Super SyRI: Bestuurd door Black Boxes
Met de Wet Gegevensverwerking door Samenwerkingsverbanden negeert het kabinet de lessen van het SyRI-vonnis en de Toeslagenaffaire en tuigt het een surveillancecomplex op van ongekende omvang. De rechtsstaat dreigt te worden vervangen door een ondoorzichtig netwerk van zwarte lijsten, uitgewisseld tussen overheden en bedrijven.
In 2018 stapte een maatschappelijke coalitie succesvol naar de rechter om SyRI uit de wet te geschrapt te krijgen. Het achterliggende doel was het herstellen van het vertrouwen van burgers in de overheid.
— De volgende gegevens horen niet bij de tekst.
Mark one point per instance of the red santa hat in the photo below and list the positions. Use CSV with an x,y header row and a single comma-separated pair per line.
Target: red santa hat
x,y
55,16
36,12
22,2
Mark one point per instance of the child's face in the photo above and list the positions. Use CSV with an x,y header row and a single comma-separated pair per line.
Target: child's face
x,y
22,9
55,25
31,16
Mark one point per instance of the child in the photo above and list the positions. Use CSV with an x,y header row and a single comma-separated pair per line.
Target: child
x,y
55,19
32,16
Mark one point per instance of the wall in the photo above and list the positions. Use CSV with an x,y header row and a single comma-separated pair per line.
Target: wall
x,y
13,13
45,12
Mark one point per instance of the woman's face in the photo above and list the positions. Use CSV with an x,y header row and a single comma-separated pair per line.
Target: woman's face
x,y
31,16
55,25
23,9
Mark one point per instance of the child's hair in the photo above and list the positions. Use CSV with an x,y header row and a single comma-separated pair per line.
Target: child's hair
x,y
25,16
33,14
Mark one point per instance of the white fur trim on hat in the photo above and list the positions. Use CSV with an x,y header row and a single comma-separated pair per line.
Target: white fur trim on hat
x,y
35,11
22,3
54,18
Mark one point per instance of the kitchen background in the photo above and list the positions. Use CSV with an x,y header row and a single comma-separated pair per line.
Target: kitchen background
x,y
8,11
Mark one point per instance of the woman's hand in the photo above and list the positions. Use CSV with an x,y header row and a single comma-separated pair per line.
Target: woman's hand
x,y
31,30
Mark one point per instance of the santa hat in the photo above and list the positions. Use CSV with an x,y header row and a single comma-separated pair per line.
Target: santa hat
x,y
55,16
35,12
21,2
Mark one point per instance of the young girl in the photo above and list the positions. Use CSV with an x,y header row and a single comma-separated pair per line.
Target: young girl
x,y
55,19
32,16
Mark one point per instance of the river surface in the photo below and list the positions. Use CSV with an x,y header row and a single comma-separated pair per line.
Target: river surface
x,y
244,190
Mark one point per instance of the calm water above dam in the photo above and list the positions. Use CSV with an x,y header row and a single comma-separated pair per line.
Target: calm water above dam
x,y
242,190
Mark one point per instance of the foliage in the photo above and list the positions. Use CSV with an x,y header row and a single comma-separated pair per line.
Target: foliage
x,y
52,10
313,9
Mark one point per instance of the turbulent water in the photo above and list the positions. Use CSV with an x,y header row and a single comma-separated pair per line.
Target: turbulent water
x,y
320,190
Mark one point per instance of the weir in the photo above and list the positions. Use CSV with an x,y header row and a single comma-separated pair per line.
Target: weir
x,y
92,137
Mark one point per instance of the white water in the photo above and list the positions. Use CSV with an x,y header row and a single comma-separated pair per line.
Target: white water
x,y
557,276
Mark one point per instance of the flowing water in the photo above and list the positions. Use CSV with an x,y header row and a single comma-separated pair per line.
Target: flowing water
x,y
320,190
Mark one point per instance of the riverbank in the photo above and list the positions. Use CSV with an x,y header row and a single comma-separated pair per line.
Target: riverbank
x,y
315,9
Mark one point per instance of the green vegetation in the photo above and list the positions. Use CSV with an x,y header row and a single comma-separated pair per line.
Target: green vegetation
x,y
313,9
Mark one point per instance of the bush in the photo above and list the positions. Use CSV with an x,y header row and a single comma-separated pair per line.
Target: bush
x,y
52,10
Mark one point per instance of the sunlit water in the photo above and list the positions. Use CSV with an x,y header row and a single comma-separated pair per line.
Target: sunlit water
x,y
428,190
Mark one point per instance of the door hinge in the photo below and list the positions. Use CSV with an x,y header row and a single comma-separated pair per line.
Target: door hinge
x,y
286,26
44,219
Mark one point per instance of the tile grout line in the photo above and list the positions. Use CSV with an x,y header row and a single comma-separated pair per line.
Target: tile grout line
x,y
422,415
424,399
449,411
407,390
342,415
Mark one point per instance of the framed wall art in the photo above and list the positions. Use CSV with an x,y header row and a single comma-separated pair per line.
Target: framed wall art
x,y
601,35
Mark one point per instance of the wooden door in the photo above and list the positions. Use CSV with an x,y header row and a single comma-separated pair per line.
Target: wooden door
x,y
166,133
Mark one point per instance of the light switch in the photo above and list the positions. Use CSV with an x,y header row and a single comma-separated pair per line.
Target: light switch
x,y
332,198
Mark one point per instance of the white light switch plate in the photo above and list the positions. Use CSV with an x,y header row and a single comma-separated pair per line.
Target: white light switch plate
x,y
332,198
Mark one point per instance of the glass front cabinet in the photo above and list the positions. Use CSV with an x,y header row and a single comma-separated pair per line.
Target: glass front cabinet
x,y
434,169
De rechtbank erkende dit bezwaar en noemde het “aannemelijk dat bij het ontbreken van voldoende en transparante bescherming van het recht op respect voor het privéleven een ‘chilling effect’ optreedt.” Alle kenmerken van SyRI die aan dit chilling effect bijdragen, zien we in bredere en ingrijpendere mate terug in de Wet Gegevensverwerking door Samenwerkingsverbanden (WGS), om die reden gedoopt tot ‘Super SyRI’. Nagenoeg alle bij overheid en bedrijven opgeslagen gegevens over burgers kunnen onder de WGS worden gekoppeld en tegen hen worden ingezet in een onoverzichtelijk complex van data-analyses.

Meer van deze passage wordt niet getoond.